Better Than the Average
Brian Seiler | Tomball, TX USA | 06/13/2006
(4 out of 5 stars)
"We've all heard it before. The subject matter for this music is certainly nothing different than anything you could read in an undergraduate research paper from any student who's just encountered the campus Marxist brigade. This record--and The Coup in general--probably get a little more credit than they're due for espousing this sort of just-beyond-juvenile anti-capitalist agenda, but that's probably to be expected. There's nothing new here in terms of philosophy, and it continues to be a touch unintellectual to be considered any kind of enlightened study, but for Rage Against the Machine without the guitars, you get what you paid for.
And what you paid for is a decent hip hop record. And that's what you get. Indeed--I'd say that this record is probably a good sight better than your average hip hop album these days. The album arrangement (up until the last three tracks or so) is excellent, managing tone and rhythm very well, with a number of catchy, up-tempo, and funky songs interrupting the standard hip hop formula of droning, lyrically overwrought music. Indeed--the biggest problem that I see most folks who don't listen almost exclusively to hip hop struggling with in the genre is the fact that so many of the records tend to blend into a sort of dull, thumping, vanilla backbeat that does little more than dull the senses and befog the mind.
Simply for avoiding that fate, this album deserves three stars. The fact that it's also at least passably literary, has infectious hooks and beats, and features a lead figure who is, at the least, charismatic, fun to listen to, and possessed of the sense of humor that so many other rappers desperately need to develop nets it the fourth.

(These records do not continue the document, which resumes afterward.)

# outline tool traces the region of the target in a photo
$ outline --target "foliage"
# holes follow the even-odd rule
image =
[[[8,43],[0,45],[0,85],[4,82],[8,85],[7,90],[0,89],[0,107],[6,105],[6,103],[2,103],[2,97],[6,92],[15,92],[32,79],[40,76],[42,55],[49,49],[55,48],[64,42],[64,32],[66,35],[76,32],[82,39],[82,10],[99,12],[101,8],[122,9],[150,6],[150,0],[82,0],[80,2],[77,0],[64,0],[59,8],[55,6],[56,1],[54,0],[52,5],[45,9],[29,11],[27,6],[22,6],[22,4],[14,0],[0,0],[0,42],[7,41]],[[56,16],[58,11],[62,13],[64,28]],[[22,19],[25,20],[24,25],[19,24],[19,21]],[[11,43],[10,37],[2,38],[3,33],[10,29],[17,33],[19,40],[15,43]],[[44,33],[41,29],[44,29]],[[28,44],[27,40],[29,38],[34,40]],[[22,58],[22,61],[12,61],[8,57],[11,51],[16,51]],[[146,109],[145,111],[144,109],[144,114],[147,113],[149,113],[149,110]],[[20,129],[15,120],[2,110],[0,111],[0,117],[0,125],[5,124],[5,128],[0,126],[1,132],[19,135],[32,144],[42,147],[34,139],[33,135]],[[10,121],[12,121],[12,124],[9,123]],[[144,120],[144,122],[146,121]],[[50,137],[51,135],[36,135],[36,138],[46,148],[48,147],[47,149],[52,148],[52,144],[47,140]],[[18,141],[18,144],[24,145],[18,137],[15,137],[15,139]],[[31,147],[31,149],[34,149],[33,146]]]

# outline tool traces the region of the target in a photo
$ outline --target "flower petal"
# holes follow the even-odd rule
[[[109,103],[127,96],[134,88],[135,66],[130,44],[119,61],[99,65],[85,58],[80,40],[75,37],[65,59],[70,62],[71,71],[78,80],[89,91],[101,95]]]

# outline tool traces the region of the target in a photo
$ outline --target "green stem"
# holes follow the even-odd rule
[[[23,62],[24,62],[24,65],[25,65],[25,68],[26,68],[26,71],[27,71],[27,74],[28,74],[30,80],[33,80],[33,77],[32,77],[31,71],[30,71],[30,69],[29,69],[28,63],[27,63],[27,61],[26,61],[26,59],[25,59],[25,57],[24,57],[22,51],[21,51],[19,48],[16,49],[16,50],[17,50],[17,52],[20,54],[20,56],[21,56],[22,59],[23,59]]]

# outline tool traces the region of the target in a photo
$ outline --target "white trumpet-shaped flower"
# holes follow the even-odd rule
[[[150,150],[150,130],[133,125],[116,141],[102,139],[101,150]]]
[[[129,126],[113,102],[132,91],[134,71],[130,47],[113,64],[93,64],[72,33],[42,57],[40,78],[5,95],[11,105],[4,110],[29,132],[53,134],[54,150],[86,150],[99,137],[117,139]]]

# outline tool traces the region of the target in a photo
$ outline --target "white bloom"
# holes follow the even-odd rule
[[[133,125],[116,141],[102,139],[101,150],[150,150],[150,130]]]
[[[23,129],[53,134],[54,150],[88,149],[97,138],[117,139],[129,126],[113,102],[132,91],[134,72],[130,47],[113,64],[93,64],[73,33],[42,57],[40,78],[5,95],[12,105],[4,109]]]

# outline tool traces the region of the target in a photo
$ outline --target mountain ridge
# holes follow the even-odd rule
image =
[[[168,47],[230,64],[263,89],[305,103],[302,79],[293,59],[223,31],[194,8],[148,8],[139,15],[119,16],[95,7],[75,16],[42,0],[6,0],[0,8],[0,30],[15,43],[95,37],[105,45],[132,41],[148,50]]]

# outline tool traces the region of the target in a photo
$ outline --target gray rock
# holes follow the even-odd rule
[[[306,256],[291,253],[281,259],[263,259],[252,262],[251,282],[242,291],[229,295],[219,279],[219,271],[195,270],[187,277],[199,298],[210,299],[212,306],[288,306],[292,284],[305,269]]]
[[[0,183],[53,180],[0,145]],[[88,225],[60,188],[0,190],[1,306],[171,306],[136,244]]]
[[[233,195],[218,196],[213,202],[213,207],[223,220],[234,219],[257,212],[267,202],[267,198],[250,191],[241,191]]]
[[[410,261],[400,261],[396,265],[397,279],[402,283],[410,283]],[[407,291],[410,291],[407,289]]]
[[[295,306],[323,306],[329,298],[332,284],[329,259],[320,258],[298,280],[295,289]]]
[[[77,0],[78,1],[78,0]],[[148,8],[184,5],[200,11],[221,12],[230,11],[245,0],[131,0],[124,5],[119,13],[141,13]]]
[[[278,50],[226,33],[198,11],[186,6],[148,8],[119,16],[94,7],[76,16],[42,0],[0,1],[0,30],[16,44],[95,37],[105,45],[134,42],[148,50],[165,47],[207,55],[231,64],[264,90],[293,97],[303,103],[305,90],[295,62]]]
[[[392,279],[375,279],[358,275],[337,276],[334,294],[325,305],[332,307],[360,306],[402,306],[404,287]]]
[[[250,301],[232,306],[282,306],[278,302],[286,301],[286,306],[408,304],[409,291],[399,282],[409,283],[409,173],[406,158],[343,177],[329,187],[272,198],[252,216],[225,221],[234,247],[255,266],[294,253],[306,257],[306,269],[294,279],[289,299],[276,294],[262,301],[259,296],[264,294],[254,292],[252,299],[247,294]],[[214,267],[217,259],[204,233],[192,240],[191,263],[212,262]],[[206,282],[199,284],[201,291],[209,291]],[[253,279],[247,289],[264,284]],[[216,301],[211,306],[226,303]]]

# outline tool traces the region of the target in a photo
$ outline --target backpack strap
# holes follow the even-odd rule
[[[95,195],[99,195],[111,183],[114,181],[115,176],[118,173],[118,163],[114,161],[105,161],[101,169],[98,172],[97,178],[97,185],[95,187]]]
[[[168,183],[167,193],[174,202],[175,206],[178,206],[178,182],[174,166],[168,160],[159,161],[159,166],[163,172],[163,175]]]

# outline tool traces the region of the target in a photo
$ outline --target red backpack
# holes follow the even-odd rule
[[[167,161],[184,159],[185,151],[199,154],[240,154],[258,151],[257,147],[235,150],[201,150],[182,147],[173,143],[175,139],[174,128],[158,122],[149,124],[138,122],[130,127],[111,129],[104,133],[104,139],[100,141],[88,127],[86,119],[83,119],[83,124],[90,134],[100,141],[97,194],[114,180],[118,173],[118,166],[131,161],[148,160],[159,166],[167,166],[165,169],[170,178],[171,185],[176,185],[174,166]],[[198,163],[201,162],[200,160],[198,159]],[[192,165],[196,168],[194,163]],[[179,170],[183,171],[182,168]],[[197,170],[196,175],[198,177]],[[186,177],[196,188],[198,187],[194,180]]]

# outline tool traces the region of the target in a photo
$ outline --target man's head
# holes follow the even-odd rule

Unfortunately, the album DOES run out of gas near the end. I've had this CD for about three months now, and I find myself regularly popping it back out of the drive almost immediately after the end of Pork and Beef because the denoument just isn't that compelling. Had the group seen fit to add on another, slightly more upbeat number as an album capper (my personal solution has been the remix of Get Up released by 75Ark on their "Takes You to the Bridge" collection, which has since fallen out of availability after the label's collapse), I think I could justify giving the record five stars even with my general disagreement with it's philosophy.
As it stands, however, this is still a strong record, accessible both to hardcore hip hop fans and outsiders. Definitely recommended to any like-minded political listeners (translation: if you like Rage Against the Machine, you'll probably like this album), and also worth a listen for anybody else out there in the audience."